Fife Assessment Centre for Communication through Technology (FACCT)

This is a regional AAC centre that is funded by Health, Education and Social Services, staffed by a team from education and health, and provides services to adults and children. The service provides specialist assessment, support, training and a loan bank of equipment. To support building capacity within education staff the team developed the Symbolised Schools Project. This has been developed over five years and to date has implemented change in 110 schools. An award scheme for schools to support their transition towards a symbolised whole school environment has been implemented. To date, three schools have achieved a Gold award while 14 and 35 have achieved silver and bronze respectively.

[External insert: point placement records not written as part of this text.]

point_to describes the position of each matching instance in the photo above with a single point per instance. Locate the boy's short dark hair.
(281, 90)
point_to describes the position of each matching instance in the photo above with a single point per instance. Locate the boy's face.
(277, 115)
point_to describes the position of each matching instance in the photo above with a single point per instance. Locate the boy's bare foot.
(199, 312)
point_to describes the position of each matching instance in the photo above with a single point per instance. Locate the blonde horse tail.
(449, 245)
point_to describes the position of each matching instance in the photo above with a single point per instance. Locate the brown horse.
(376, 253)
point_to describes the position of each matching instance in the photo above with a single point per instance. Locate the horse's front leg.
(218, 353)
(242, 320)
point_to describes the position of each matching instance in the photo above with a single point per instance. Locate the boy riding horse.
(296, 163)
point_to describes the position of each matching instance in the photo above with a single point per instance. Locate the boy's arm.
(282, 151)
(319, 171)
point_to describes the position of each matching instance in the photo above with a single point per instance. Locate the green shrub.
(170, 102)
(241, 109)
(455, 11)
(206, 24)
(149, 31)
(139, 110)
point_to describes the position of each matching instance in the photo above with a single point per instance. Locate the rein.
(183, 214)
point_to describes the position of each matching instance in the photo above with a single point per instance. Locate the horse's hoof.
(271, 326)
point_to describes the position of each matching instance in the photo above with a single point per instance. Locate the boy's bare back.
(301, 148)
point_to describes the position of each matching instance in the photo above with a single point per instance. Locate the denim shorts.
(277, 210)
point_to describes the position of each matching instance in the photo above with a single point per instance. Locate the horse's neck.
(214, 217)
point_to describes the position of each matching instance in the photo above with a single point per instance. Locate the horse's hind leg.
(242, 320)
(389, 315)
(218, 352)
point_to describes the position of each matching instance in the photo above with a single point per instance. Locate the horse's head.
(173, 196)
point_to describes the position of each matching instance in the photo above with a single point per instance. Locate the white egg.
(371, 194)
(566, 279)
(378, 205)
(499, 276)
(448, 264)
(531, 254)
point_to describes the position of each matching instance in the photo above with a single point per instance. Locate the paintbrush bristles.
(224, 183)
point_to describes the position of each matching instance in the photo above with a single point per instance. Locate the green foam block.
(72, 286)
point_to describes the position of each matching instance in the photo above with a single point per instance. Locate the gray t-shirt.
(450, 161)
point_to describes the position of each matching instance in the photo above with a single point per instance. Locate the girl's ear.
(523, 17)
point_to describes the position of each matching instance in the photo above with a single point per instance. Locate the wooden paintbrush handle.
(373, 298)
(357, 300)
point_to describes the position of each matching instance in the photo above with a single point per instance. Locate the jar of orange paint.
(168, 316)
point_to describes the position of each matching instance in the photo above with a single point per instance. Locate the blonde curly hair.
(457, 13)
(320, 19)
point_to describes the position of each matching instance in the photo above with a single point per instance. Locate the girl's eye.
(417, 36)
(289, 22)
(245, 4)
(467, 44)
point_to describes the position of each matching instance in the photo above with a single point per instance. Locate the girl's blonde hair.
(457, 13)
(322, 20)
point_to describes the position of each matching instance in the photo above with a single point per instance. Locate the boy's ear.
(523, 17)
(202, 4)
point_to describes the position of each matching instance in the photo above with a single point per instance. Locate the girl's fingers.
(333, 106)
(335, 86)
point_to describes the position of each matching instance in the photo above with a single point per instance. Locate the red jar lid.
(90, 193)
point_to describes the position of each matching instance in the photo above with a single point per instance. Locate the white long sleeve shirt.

A Bronze award indicates that a school has symbolised its environment in terms of routines, reminders and visual timetables in both classroom and public areas.

A Silver award includes curricular supports, e.g. supporting access to literacy and numeracy activities; self registration; and restorative practices.

A Gold award is for a school which implements all of the above; mentors other schools as a Centre of Excellence; and develops more specific symbol resources, e.g. symbolised Personal Learning Plans and joint marking scheme along with feeder secondary schools.

Participating schools have access to a data bank of shared resources available on the Fife Education Intranet service.

'We would not have achieved the transitions evident in the schools if we didn't have joint working across education and health within our service'

Principal Teacher/AAC Specialist
Fife Education Authority, NHS Fife and Fife Social Services

This good practice example demonstrates how inter-agency working has provided the capacity to support implementing a population approach to AAC. In Fife, the Symbolised Schools project has made a significant contribution to promoting a universal understanding of AAC across the children's workforce.

Meeting the needs of people who use AAC requires services to adopt the strategic aims set out previously in this guidance. This involves all agencies working collaboratively to ensure that specialist assessment, appropriate equipment and ongoing support is accessible locally and is appropriate to individual's needs.

It is therefore recommended that a strategic plan to support this recommendation is devised, led by national services with implementation at all levels across AAC services.